A partir de exemplares do seu livro, fez crescer cogumelos e produziu bebidas alcoólicas com ajuda de leveduras. Há qualquer coisa de performativo, artístico e até ritualístico nesses gestos. Que tipo de expansão é que essas acções lhe proporcionam e em que medida é que o aproximam dos fungos?
Gosto de me relacionar com os fungos e de interagir com os fungos vivos, é uma forma de me aproximar da vida fúngica e de pensar sobre o que é que eles necessitam num determinado momento, de como é que se pode fornecer as condições de que precisam para prosperar.
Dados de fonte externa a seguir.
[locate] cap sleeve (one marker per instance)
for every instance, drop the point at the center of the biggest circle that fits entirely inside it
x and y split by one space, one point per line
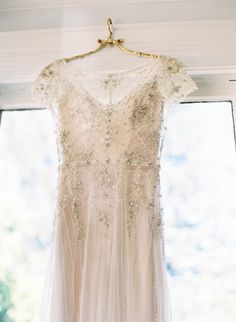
46 87
176 83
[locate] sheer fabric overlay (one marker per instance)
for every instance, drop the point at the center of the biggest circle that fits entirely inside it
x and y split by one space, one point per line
107 259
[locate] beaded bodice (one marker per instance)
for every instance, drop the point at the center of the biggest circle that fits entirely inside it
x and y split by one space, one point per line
109 129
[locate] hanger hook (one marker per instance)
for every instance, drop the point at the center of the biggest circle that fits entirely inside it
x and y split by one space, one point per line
109 23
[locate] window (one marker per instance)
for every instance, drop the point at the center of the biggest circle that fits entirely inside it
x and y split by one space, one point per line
199 184
28 184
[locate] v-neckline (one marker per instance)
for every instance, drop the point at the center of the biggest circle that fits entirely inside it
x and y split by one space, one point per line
147 67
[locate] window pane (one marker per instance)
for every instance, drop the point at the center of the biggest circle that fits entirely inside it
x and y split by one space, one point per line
28 184
198 191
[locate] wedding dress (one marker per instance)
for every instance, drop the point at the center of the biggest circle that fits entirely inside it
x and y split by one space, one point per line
107 260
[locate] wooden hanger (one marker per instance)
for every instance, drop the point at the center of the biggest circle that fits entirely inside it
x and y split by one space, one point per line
111 42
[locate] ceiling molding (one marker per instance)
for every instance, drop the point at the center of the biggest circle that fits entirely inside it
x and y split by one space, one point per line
42 14
204 47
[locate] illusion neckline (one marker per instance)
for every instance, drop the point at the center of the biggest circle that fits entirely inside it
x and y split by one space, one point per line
115 73
148 67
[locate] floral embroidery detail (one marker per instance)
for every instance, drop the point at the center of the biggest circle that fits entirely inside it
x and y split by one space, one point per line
104 148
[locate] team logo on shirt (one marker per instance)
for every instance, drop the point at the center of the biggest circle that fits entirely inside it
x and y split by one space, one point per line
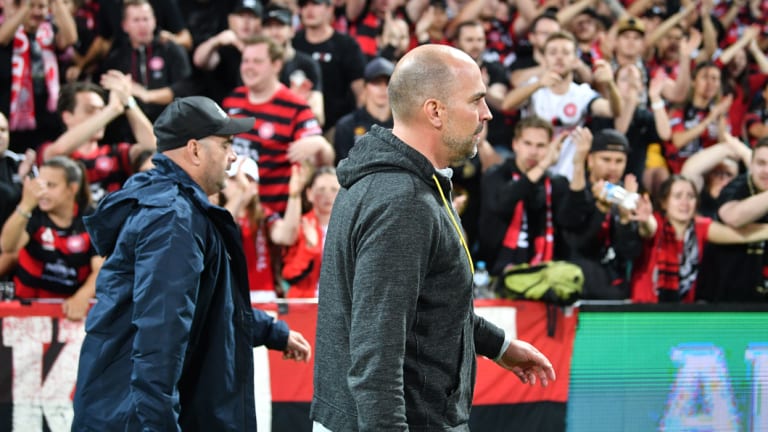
267 130
104 164
156 63
76 244
570 110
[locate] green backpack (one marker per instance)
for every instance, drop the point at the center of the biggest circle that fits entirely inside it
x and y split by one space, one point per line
556 282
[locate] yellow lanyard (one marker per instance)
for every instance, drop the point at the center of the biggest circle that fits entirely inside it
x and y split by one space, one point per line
455 224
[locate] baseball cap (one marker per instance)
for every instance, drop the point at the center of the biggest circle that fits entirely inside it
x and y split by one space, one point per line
609 140
195 117
655 11
277 13
249 167
630 24
303 3
252 6
378 67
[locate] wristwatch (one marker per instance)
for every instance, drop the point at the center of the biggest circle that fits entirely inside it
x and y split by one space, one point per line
130 104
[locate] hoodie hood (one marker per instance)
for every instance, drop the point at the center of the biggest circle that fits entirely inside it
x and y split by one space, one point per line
378 151
157 187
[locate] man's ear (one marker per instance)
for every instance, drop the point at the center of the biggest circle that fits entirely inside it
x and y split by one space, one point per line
66 117
194 151
433 110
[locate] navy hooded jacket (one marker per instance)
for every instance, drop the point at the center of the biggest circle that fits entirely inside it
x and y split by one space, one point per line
169 341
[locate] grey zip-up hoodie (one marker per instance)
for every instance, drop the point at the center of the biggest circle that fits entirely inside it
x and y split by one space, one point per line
396 334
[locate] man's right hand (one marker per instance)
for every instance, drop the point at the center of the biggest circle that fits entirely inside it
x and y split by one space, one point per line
298 349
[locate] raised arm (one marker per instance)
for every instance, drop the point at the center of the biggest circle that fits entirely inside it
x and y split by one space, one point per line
120 83
738 213
681 139
285 231
14 16
696 166
67 33
80 134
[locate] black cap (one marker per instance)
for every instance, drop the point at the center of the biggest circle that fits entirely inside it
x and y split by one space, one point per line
378 67
303 3
589 11
442 4
252 6
609 140
195 117
655 11
277 13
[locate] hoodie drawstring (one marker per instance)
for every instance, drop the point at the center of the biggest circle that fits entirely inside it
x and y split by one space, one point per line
455 224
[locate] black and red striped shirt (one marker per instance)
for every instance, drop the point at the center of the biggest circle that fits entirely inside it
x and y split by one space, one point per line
279 122
57 260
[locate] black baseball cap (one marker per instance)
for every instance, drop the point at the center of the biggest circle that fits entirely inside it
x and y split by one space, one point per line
252 6
378 67
609 140
278 13
303 3
195 117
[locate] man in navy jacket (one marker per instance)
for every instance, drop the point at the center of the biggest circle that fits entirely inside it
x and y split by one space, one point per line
169 342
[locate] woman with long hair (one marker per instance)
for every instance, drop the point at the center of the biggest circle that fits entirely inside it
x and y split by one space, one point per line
263 231
668 266
301 261
56 256
700 122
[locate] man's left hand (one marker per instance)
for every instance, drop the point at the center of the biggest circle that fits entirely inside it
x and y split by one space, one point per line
528 363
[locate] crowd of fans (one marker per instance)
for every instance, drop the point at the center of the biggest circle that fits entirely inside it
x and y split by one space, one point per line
667 98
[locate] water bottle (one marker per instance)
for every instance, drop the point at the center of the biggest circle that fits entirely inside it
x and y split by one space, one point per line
481 281
616 194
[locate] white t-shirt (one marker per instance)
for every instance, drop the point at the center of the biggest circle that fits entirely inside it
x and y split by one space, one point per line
566 111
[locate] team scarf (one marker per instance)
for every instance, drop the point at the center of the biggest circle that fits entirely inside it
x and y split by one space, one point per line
677 265
517 235
22 92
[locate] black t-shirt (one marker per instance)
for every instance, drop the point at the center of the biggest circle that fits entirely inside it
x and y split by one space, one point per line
641 133
523 58
205 18
341 62
734 273
10 184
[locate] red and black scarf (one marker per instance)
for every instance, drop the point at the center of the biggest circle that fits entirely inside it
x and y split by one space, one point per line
22 92
677 263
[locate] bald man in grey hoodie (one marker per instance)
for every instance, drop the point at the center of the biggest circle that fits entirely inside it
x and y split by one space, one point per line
397 334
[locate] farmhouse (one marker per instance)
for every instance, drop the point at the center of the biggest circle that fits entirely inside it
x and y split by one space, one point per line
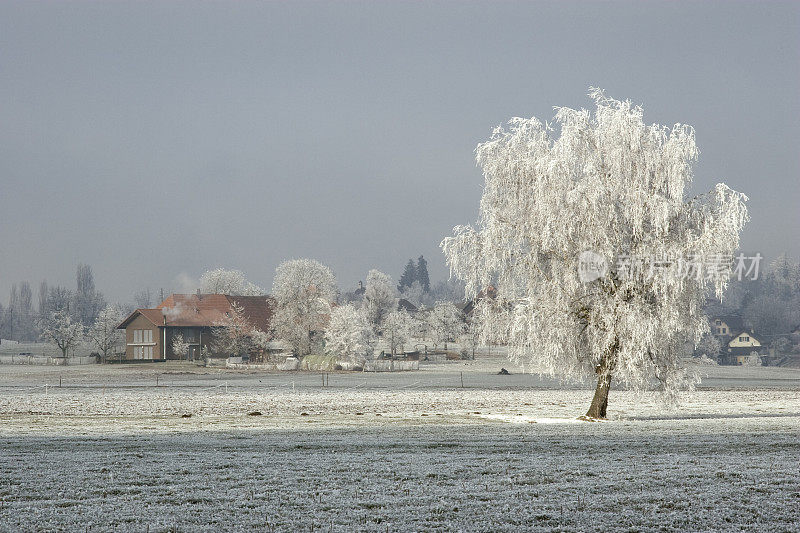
149 332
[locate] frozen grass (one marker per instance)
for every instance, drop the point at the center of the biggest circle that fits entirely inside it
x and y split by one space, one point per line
414 451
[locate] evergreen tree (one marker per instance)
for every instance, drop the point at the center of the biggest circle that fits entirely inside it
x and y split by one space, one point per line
409 276
422 274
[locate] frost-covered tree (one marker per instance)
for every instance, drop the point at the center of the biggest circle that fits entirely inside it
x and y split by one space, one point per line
303 290
231 282
180 347
380 297
62 330
397 329
143 299
414 294
611 185
350 334
708 345
103 334
445 323
235 335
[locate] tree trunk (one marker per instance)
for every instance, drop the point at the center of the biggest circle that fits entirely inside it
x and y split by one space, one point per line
604 371
600 400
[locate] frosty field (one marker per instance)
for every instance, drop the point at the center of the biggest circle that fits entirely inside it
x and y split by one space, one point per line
110 450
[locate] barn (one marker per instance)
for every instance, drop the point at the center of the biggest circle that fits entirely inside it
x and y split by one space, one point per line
149 332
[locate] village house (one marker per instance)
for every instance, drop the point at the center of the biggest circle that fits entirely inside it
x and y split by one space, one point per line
149 333
739 345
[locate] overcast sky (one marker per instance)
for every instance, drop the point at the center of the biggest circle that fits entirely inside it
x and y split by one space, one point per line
157 140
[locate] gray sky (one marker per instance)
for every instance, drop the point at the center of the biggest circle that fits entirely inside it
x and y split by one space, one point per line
156 140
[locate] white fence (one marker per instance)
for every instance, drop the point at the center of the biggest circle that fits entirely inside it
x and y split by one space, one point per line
11 359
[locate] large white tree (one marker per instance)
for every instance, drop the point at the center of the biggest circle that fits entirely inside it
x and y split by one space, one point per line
235 335
303 290
59 328
231 282
608 184
350 334
103 334
380 297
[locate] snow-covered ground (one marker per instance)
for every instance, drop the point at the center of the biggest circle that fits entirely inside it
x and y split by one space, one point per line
406 451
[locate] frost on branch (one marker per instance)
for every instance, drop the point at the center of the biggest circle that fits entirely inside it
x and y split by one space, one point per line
303 290
59 328
398 329
610 184
445 323
103 334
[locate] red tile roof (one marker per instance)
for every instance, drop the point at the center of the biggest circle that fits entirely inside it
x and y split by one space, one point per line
205 310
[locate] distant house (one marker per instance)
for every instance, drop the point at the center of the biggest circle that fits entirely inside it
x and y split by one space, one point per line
743 348
149 332
724 327
488 292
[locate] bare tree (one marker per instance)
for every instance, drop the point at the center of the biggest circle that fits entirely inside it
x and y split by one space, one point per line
304 290
179 346
103 334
No caso do meu livro, achei que seria engraçado comer as minhas palavras e foi divertido todo o processo de cultivar fungos nele. Mas também queria colocá-lo de volta para os ciclos metabólicos que vêm descritos nas suas páginas. Foi uma forma de oferecer o livro de volta aos fungos, que originaram o tema do livro. E pareceu-me uma forma importante de me recordar de que as nossas palavras e as nossas acções ocorrem num mundo onde os fungos existem há muito mais tempo.
É incrível trabalhar com fungos e fermentação. Quando se fermenta algo, estamos a trabalhar com grandes populações de micróbios que ascendem e desaparecem sob o peso uns dos outros. E isso é um pequeno resumo de como grande parte da vida ocorre. O que é bom na fermentação é que se pode sentir sabores diferentes tendo em conta o sistema meteorológico dos químicos que estão numa determinada jarra de fermentação. Acho que essa é uma forma de entender o tanto que o mundo é criado a partir dos organismos que participam na vida.